日経平均が下落に転じています。原油先物相場が下げ、米国株の下落も続いていることが背景です。テクニカル的にも下げが増幅されやすい形になっており、今週いっぱい程度は注意を要する展開が続きそうです。
しかし、これまで注目されてきたFOMCが終わり、米国市場の「クアドラプル・ウィッチング」を通過する頃には、日米株式市場は年内の重要日程がほぼ一巡する形になります。さらに、リーマンショック以来の安値水準を付けてきた原油先物相場には、下げ過ぎと言えるような面も出てきたように思われます。転換点は近いかもしれません。

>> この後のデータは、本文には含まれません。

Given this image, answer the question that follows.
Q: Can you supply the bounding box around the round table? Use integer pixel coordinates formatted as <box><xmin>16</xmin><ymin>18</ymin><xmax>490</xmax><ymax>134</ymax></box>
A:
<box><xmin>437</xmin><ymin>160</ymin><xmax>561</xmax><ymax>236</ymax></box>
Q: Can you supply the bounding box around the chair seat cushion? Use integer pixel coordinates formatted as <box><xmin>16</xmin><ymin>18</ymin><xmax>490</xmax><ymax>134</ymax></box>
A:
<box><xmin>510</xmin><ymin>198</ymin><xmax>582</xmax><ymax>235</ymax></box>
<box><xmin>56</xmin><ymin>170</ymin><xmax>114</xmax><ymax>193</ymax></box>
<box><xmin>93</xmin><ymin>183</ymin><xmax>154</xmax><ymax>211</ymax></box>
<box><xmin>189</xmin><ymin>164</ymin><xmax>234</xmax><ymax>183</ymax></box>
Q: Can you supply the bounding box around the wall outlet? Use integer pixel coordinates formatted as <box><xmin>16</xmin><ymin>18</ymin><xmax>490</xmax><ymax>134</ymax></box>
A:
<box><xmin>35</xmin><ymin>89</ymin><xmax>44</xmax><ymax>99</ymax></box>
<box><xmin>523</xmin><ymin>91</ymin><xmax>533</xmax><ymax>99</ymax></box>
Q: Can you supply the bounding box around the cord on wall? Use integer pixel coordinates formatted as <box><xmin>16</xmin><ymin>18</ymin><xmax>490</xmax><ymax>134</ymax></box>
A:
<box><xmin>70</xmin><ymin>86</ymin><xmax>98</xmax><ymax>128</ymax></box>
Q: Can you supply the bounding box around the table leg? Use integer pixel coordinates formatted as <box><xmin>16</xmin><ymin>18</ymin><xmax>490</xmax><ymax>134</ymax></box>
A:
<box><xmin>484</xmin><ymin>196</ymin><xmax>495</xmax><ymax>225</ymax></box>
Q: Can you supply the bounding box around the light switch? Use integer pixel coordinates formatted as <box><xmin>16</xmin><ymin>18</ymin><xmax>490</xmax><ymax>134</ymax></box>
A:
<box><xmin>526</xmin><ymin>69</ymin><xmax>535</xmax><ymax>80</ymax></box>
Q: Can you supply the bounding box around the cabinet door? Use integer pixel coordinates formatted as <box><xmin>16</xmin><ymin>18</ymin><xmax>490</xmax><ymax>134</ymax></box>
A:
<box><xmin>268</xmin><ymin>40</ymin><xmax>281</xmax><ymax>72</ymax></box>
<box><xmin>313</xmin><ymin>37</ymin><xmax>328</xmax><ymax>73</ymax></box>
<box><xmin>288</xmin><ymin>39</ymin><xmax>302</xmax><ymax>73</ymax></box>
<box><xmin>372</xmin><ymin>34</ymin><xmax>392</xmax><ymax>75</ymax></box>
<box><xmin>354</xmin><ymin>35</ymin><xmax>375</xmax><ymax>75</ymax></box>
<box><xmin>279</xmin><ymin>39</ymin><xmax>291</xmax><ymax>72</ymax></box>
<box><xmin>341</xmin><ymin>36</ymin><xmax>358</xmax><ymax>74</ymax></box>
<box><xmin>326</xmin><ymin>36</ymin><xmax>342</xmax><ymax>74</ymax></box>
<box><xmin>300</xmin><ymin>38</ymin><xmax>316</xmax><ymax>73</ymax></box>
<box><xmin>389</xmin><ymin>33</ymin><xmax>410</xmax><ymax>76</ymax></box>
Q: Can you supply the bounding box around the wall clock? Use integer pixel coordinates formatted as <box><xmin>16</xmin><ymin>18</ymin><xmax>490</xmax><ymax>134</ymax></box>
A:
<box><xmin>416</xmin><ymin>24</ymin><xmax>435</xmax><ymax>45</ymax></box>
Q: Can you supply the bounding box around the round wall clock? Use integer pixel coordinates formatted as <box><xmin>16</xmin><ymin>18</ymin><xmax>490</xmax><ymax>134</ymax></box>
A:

今回の「225の『ココがPOINT!』では、波乱となった日経平均の先行きを重要日程や原油価格の動きを踏まえながら分析してみました。株価急落の後に来るのは「さらなる波乱」でしょうか?「反発局面」でしょうか?
目先は「要注意」の形 |
株式市場では株価の下げが加速しています。日経平均株価は12/1に20,012円40銭と8/20以来の2万円大台を回復したものの、その後は下落相場に転じています。原油価格の下落が続き、米国株式市場も下落基調となったこと、高水準の裁定買い残が日経平均株価の重荷となったことなどが要因です。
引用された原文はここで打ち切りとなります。